Hey filmmakers,

You ever have one of those gut check moments when you’re watching a film and you realize how much it’s forcing you to reevaluate yourself and what you’re doing?

I had one of those last night at a 10:45 screening of Greg Mottola’s Superbad. It’s a pretty fun little movie, but I probably don’t need to tell you that, since it’s gotten one of the biggest marketing runups in recent memory and is almost a guaranteed success (if not from first-weekend business, then certainly from word-of-mouth). Michael Cera and Christopher Mintz-Plasse, who have rightly gotten a ton of pre-film hype, are both excellent in the roles, but the film belongs to Jonah Hill, who’s got this violent pent-up energy that’s perfect for a role like this.

So yeah, I liked it. But my experience with it wasn’t entirely pleasurable.

I envied it. I envied the writers for having written it, the actors for having had the pleasure of playing these characters, the director for having the opportunity to put it up on screen. Superbad was like the ultimate Revenge of the Nerds party, only I wasn’t invited.

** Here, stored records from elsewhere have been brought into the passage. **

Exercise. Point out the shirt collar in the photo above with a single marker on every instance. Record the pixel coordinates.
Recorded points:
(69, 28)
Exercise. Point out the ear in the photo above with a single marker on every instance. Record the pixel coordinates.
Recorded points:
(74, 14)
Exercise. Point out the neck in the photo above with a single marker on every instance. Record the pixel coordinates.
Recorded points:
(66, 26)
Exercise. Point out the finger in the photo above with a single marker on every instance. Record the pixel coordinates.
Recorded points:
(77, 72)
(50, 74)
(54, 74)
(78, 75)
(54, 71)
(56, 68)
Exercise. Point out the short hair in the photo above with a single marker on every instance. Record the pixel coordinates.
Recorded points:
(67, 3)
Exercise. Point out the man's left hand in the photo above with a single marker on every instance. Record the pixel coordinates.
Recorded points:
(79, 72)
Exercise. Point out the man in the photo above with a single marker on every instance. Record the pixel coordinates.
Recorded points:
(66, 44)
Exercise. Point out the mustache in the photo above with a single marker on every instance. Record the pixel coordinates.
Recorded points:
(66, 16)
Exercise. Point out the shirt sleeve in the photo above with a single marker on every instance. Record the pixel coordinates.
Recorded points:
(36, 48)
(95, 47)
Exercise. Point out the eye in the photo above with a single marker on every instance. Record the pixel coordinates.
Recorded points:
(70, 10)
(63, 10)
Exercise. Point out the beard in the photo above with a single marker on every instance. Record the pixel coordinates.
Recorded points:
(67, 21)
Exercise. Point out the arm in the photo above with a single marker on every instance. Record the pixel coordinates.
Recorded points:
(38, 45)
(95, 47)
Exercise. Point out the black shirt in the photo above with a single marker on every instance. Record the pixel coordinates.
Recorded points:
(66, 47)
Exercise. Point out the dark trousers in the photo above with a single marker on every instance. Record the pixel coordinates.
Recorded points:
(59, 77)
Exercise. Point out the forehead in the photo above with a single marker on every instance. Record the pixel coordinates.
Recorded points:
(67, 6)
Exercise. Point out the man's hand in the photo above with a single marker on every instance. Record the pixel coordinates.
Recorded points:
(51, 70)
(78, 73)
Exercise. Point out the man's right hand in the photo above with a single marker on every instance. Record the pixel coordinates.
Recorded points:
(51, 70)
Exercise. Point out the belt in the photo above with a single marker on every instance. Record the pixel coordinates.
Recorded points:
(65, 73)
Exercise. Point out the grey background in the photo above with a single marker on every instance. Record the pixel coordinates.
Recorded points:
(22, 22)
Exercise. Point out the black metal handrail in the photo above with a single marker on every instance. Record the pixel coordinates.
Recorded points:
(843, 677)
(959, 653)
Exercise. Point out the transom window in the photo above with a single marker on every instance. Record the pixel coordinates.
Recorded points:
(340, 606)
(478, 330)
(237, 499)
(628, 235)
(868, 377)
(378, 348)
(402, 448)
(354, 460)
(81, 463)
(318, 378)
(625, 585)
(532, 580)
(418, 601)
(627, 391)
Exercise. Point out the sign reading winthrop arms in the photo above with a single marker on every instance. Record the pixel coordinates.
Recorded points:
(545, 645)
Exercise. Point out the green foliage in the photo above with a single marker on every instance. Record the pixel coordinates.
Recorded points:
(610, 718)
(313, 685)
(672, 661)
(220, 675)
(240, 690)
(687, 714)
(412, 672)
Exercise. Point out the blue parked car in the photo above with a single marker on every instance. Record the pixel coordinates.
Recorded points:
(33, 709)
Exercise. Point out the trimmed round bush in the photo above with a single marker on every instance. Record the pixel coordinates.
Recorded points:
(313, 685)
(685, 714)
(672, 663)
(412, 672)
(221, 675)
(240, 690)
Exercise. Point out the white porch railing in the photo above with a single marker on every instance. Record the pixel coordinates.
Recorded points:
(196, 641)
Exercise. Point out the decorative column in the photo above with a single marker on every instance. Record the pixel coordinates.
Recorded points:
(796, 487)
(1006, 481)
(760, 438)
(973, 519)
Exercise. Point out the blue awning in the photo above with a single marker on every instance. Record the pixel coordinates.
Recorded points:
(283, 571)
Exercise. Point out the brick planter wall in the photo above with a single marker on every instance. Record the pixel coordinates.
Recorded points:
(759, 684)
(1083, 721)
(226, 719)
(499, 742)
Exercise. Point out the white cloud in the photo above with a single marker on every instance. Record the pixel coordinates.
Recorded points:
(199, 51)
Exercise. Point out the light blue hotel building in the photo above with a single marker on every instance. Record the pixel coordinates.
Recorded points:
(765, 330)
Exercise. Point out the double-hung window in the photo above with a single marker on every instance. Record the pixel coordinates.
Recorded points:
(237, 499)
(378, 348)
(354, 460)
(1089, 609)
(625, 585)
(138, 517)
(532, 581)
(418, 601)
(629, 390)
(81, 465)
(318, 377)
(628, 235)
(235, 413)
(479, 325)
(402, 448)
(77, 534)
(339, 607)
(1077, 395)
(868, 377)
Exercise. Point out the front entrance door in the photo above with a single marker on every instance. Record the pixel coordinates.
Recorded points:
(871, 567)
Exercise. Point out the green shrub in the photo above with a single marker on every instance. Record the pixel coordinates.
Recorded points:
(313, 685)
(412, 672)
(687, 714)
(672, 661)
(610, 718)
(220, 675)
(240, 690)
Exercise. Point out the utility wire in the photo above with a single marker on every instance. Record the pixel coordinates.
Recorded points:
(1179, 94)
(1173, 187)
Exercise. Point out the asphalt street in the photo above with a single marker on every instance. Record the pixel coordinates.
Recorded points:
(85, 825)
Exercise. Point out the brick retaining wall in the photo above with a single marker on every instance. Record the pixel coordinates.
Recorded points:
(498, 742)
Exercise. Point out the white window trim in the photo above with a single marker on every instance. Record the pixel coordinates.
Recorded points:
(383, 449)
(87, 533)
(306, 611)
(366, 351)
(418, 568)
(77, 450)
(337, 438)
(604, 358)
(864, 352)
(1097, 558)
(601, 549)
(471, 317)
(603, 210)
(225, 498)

My first screenplay was a comedy. I wrote it at age 12, just a year younger than Seth Rogen and Evan Goldberg were when they wrote their first draft of the script that eventually would become Superbad. Given that Rogen and Goldberg are two years older than I am (enough of a ‘what are you doing with your life’ reality factoid as any aspiring young writer could ever need), we probably wrote it at the same time, and yet their script has since gone on to become one of the hits of the summer. I don’t even think I have a copy of that first, never-titled screenplay. In fact, most of my writing has been in broad comedy of a sort, but for some reason, I turned away from that in college. Maybe it was the depressive cycles I went through then, or maybe it was the films I was watching, but I ‘matured’ away from writing all these fun little comedies I was writing and instead started turning out grim, obtuse magical realist brainfarts like the one I’m currently working on.

In retrospect, with a few hours worth of thought behind me, I take a great comfort in my feelings of envy - my desire, my overwhelming want to have been involved with this signals, as much as anything for me, my hunger for the filmmaking lifestyle. But there’s something more - there’s something about the way that the film connected with the audience that really got to me. I want to make movies that connect to their audience in this way.

Now, don’t get me wrong - I’m not going to drop everything I’m doing, develop a stand-up routine, make some viral videos and beg and plead the current top dogs of Hollywood comedy (the extended Judd Apatow family) to give me a chance to write them a screenplay.

After all, they’ve already got Clark Duke, who could be my twin:

But watching Superbad last night was a major gut-check moment, in as much as it’s this very simple, extremely unambitious work that nevertheless is a fairly daring piece of filmmaking. Like Harold and Kumar Go to White Castle, Superbad manages to both critique the norms of the broad Hollywood film comedy and surpass them. It takes what were obviously very real emotions and experiences for writers Seth Rogen and Evan Goldberg and it explores those very desperate feelings from a kind, humanistic place - the fantasy and the reality of being a codependent, socially awkward young man is here in equal measures, and it’s extraordinarily well articulated.

So what I’m saying is: I’m still working on (and nearing completion of) Proud Flesh. But. Don’t be surprised if my next script after that is a broad comedy.


COMMENTS / ONE COMMENT

i know what you mean. after watching superbad i had an overwhelming desire to keep writing, and i felt proud of my choice to stick to comedy after having written melodramatic scripts growing up. comedy is just so great and all inclusive when it’s good, and yet it’s such a challenge to write. i wish being in the film community didn’t make me feel pressure to focus on more “serious” subjects. ahh well.